Nel 2007 il critico cinematografico Nathan Rabin dopo aver visto Elizabethtown ha coniato il termine “Manic Pixie Dream Girl”, che descrive quel tipo di ragazza singolare ed eccentrica, con interessi fuori dal comune e una voglia di vivere esplosiva, che travolge letteralmente la vita di chi la incontra e la cambia per sempre. Come una fata appare all’improvviso, nel momento in cui il protagonista è in piena crisi esistenziale, e con la sua personalità magnetica cattura la sua attenzione e lo accompagna per mano in un mondo fino ad allora sconosciuto, ma nel momento in cui la sua missione è compiuta, lei scompare. La sua funzione infatti è unicamente quella di scuotere l’esistenza di chi incrocia il suo cammino per condurlo a una svolta, e in questo senso il lieto fine non è mai scontato, perchè al suo fianco ogni passo è una sorpresa.

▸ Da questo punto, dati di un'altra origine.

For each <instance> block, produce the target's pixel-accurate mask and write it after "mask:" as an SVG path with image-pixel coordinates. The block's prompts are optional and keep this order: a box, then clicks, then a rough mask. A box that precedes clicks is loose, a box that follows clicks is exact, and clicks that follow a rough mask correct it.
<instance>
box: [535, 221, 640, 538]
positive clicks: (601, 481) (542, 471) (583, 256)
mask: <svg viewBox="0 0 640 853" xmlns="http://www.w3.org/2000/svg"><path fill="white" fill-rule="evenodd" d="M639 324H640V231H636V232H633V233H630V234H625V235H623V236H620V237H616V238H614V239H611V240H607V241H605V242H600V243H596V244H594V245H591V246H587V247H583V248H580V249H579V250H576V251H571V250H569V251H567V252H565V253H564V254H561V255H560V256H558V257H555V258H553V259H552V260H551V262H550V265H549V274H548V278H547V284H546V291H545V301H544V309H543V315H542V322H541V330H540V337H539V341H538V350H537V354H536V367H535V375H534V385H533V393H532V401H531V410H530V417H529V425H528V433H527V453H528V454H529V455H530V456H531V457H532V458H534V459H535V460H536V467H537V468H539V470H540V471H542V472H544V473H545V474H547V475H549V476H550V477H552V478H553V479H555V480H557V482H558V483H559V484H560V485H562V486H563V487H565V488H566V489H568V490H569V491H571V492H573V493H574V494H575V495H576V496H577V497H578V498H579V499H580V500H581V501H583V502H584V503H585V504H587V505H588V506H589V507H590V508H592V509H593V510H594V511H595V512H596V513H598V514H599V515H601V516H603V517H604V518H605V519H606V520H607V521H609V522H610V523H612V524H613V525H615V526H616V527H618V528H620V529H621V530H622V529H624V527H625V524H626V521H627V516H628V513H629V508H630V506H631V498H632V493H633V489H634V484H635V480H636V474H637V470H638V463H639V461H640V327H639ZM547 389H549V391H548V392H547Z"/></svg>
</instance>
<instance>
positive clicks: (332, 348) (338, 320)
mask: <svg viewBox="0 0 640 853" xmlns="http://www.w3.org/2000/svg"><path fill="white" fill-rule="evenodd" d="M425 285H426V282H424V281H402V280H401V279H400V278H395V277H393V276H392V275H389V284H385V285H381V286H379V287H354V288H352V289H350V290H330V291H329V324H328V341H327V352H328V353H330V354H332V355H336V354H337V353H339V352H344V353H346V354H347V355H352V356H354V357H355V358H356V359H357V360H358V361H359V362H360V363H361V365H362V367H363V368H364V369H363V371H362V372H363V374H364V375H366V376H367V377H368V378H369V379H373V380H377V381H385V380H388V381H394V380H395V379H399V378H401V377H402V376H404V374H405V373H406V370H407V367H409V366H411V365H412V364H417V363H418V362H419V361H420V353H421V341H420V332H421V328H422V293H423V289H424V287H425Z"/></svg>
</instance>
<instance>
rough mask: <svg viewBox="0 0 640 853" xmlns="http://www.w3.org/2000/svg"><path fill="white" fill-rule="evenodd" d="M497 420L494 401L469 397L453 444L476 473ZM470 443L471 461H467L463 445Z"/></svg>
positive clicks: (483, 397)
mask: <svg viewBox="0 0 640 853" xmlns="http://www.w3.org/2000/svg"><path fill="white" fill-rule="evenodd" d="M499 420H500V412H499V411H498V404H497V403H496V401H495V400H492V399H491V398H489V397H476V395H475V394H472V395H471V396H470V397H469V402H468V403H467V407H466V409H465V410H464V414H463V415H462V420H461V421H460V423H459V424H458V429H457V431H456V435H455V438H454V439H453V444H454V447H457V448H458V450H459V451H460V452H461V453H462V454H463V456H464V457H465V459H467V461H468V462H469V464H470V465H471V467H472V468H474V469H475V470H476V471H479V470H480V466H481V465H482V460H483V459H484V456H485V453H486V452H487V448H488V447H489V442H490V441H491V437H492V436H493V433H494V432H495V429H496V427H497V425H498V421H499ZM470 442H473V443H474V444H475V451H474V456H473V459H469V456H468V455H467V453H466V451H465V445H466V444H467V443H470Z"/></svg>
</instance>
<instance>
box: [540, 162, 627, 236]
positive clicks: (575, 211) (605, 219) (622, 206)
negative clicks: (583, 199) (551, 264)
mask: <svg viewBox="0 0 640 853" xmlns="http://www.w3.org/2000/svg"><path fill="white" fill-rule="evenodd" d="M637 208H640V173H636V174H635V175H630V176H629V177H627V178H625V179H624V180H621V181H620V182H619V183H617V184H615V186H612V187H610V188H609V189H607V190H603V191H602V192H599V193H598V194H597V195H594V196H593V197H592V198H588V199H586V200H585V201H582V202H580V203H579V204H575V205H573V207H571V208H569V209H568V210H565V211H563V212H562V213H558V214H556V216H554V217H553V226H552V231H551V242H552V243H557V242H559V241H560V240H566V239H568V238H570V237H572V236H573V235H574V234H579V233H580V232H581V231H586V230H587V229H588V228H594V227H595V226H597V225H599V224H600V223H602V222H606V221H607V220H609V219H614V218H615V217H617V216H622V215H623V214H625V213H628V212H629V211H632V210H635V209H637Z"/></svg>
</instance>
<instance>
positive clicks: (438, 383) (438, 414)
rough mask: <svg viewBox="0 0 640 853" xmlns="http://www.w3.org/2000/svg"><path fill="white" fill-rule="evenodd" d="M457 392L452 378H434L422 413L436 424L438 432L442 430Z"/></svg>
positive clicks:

Jo è la quintessenza della Manic Pixie Dream Girl, la fatina che piomba all’improvviso nella vita di Eric e la sconvolge. La ragazza lo spinge a marinare le lezioni e a seguire la sua vocazione di musicista, diventando lei stessa la fonte della sua ispirazione. Jo è poesia allo stato puro, musica, vita ed Eric ne resta totalmente rapito. Poi un giorno, come da copione, Jo scompare. Eric scopre però che si trova al Burning Man Festival, nel bel mezzo del deserto del Nevada, con il suo ex Alex e la sua amica Penelope. Temendo di averla persa per sempre, Eric parte per il Burning Man con con la chitarra in spalla, deciso a farle ascoltare la canzone che ha scritto per lei come ultimo tentativo di riconquistarla, ma il viaggio si rivela un’avventura al di là di ogni immaginazione e un’esperienza che cambia completamente la sua vita.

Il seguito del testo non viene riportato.